In IIT I also work on the analysis of non-verbal communication (i.e., sensory-motor communication).

During my PhD I worked on the identification and generation of prosodic prominence patterns for English TTS synthesis with a particular focus on the mechanisms by which context (i.e., discourse and "sentence" context) affects prosodic prominence and on the automatic detection of discourse-context related factors (e.g. focus, contrast) from text.

2010-2013 SIEMPRE - EU 7 Framework Programme ICT - FET

2012-2015 POETICON++ - EU 7 Framework Programme ICT - STREP

2015-2018 ECOMODE - H2020-ICT-2014-1


Selected Publications

[35] Badino, L., Franceschi, L., Donini, M., Pontil, M., "A Speaker Adaptive DNN Training Approach for Speaker-independent Acoustic Invertion", in Proc. of Interspeech, Stockholm, Sweden, 2017.

[34] Mukherjee, S., D'Ausilio, A., Nguyen, N.,  Fadiga, L., Badino, L., "The Relationship between F0 Synchrony and Speech Convergence in Dyadic Interaction", in Proc. of Interspeech, Stockholm, Sweden, 2017.

[33] Badino, L., "Phonetic Context Embeddings for DNN-HMM Phone Recognition", in Proc. of Interspeech, San Francisco, CA, USA, 2016. Code avilable at

[32] Coco, M.I.,  Badino, L.,  Cipresso, P.,  Chirico, A.,  Ferrari, E.,  Riva, G., Gaggioli, A.,  D’Ausilio, A., “Multilevel behavioral synchronisation in a joint tower-building task”, in the IEEE Transactions on Cognitive and Developmental Systems, accepted.

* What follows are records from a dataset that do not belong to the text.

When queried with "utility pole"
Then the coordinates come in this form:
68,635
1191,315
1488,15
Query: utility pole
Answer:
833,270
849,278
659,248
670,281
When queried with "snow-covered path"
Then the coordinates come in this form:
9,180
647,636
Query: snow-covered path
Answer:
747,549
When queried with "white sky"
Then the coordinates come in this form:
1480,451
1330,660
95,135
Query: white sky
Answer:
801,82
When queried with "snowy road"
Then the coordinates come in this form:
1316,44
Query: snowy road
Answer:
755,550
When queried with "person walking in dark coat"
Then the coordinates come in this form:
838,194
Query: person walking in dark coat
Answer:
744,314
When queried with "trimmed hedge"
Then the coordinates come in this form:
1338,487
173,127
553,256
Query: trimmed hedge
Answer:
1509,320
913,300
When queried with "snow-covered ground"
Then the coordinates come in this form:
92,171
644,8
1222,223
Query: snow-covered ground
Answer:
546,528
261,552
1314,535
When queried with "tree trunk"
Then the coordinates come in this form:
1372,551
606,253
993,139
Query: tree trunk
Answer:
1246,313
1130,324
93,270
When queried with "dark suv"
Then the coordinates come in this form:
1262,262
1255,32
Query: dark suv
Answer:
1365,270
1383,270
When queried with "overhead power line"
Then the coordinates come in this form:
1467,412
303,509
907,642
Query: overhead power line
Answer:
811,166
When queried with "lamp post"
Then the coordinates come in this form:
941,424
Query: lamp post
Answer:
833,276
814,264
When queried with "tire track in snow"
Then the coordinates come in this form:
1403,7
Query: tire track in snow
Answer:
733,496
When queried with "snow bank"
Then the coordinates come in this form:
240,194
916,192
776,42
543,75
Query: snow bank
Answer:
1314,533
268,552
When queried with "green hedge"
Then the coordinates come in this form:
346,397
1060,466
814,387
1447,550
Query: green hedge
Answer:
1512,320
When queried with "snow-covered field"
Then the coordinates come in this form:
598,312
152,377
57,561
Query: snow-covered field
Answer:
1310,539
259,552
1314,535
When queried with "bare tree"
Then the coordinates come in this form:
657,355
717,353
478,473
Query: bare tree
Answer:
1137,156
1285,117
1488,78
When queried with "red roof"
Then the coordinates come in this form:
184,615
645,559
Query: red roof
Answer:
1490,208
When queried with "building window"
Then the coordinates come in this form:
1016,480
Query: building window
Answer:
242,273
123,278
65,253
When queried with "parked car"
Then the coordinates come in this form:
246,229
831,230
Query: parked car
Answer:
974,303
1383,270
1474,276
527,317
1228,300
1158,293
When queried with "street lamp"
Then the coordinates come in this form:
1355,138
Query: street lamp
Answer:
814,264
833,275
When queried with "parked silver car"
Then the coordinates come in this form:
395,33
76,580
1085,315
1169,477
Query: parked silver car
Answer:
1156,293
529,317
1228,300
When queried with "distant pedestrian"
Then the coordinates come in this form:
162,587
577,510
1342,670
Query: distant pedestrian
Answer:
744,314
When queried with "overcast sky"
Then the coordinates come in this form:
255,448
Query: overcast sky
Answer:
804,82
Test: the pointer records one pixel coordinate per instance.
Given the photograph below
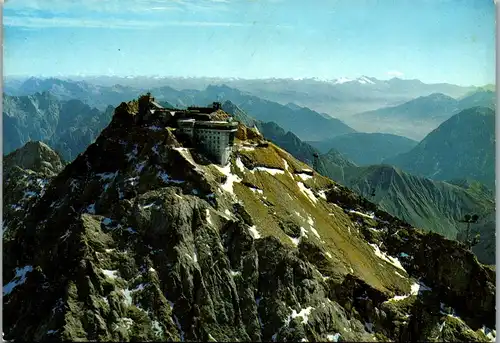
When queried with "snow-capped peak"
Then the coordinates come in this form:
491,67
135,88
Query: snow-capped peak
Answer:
343,80
364,80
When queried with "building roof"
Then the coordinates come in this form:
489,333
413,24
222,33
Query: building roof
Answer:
155,104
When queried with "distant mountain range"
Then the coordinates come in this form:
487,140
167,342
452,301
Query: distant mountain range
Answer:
305,123
417,117
70,126
67,126
433,205
425,203
339,98
366,148
463,147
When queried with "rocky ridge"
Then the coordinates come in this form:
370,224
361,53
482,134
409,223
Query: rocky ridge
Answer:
142,238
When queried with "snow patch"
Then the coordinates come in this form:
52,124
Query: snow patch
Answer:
315,232
230,178
167,179
304,177
91,209
157,329
322,194
253,232
209,217
240,164
256,190
367,215
333,338
19,279
401,276
110,273
272,171
107,176
307,192
139,167
392,260
234,273
304,313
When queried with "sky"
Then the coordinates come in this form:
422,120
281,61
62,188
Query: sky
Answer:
431,40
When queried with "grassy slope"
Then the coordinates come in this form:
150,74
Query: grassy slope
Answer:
282,199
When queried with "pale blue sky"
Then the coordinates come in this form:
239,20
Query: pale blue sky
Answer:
432,40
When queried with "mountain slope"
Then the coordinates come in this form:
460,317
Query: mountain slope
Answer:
68,126
427,204
26,173
155,243
305,123
366,148
418,117
461,147
90,94
433,205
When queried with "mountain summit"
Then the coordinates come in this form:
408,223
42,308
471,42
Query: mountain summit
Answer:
461,147
143,238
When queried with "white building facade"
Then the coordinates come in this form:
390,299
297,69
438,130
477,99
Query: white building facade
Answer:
216,138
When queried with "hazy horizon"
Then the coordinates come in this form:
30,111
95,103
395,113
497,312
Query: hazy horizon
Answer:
438,41
156,77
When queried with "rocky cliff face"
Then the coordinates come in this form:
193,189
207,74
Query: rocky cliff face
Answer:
142,239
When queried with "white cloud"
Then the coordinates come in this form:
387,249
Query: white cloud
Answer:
395,73
35,22
113,6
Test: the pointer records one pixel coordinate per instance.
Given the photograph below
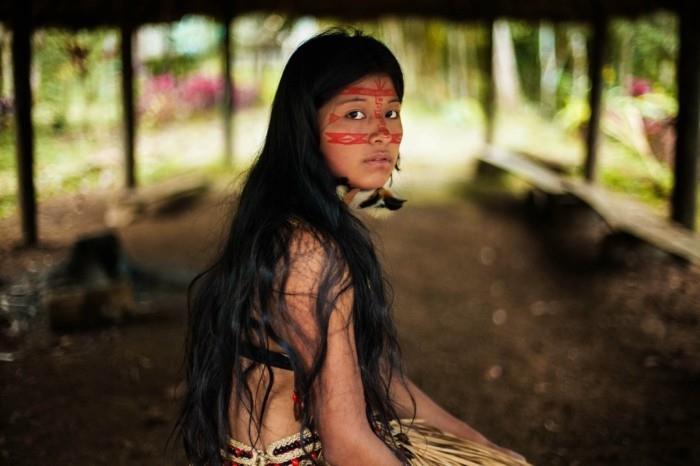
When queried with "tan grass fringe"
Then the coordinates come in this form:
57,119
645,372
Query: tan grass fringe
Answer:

[31] Volpe, G., D’Ausilio A., Badino L., Camurri, A., Fadiga, L., "Measuring social interaction in music ensembles", Philosophical Transactions R. Soc. B, 2016, DOI: 10.1098/rstb.2015.0377.

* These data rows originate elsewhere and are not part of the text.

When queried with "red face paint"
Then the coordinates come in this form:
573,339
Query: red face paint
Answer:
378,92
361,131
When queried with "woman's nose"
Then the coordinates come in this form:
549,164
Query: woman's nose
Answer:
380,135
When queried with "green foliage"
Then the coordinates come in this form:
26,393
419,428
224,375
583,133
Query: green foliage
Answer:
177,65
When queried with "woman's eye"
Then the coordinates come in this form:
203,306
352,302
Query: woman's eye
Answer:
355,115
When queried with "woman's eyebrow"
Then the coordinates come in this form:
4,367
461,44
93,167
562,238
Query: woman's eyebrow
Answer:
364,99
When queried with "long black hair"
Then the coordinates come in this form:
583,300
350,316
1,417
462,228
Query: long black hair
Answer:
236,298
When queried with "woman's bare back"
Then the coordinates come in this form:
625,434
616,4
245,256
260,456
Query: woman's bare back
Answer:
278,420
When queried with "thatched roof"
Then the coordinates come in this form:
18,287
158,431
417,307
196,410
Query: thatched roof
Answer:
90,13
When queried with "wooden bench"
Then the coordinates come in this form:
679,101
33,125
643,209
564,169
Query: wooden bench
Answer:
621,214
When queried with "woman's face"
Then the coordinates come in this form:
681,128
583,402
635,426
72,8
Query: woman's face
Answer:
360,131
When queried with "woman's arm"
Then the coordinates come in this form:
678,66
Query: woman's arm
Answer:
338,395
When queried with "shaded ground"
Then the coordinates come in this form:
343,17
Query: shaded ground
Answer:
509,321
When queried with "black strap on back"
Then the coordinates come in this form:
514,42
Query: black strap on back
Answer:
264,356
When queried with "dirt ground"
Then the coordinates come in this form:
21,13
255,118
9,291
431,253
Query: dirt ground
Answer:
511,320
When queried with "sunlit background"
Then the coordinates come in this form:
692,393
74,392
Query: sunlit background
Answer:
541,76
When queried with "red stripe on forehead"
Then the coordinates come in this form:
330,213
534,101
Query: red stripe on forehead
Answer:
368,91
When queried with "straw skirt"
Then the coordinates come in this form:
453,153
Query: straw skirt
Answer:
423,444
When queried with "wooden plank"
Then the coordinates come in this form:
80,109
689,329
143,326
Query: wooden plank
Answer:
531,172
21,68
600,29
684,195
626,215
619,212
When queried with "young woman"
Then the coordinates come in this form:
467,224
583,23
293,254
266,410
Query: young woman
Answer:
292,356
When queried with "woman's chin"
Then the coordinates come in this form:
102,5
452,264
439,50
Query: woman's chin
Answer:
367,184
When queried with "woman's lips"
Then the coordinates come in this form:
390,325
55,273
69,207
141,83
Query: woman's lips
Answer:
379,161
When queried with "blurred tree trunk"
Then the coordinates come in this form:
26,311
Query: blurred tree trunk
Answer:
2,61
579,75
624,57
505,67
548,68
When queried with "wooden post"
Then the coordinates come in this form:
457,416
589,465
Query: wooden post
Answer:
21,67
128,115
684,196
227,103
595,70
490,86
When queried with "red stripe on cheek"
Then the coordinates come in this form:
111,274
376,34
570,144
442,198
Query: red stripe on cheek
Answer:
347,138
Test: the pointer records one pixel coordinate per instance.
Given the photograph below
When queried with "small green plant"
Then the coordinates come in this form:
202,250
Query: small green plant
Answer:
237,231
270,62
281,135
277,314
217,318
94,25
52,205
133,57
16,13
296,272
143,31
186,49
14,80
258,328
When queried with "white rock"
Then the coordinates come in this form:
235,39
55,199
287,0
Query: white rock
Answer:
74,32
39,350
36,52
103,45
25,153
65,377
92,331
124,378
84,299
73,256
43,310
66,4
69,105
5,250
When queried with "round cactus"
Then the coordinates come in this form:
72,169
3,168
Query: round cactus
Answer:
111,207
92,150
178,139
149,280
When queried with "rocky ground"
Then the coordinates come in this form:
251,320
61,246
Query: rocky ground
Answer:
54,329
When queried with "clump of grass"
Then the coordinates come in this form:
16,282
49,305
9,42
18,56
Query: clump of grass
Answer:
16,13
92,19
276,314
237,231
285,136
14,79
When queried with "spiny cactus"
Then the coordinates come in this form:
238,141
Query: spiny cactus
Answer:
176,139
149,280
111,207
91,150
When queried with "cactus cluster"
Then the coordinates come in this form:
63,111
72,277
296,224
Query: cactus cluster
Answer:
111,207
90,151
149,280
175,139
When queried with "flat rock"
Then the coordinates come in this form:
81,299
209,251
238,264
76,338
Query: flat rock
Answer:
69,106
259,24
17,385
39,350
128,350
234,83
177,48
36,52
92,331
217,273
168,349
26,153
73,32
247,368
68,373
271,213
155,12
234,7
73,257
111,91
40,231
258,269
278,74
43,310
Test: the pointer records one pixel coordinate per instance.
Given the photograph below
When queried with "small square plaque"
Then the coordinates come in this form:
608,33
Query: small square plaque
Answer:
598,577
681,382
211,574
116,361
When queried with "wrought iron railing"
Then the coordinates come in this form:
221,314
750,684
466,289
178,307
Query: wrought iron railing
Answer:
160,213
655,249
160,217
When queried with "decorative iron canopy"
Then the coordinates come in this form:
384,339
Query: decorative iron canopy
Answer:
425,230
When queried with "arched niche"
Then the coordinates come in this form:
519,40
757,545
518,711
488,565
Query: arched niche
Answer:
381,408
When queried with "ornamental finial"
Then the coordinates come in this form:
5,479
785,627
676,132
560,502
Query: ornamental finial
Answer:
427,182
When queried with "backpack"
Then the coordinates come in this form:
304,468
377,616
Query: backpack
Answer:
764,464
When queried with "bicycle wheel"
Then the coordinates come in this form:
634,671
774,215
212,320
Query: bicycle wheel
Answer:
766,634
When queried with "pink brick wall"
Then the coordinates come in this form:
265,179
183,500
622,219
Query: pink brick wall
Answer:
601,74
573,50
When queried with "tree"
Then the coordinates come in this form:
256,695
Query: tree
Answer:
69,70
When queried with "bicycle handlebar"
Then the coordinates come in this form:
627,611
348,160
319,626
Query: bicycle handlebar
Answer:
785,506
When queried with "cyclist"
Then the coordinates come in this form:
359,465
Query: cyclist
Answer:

[30] Badino, L., Canevari, C., Fadiga, L., Metta, G., "Integrating Articulatory Data in Deep Neural Network-based Acoustic Modeling", Computer Speech and Language, vol 36, pp. 173–195, 2016. Some of the code written for this work is available at:

[29] D’Ausilio A., Badino L., Cipresso P., Chirico A., Ferrari E., Riva G., Gaggioli A. "Automatic imitation of the kinematic profile in interacting partners". Cogn Process, In Press, 2015.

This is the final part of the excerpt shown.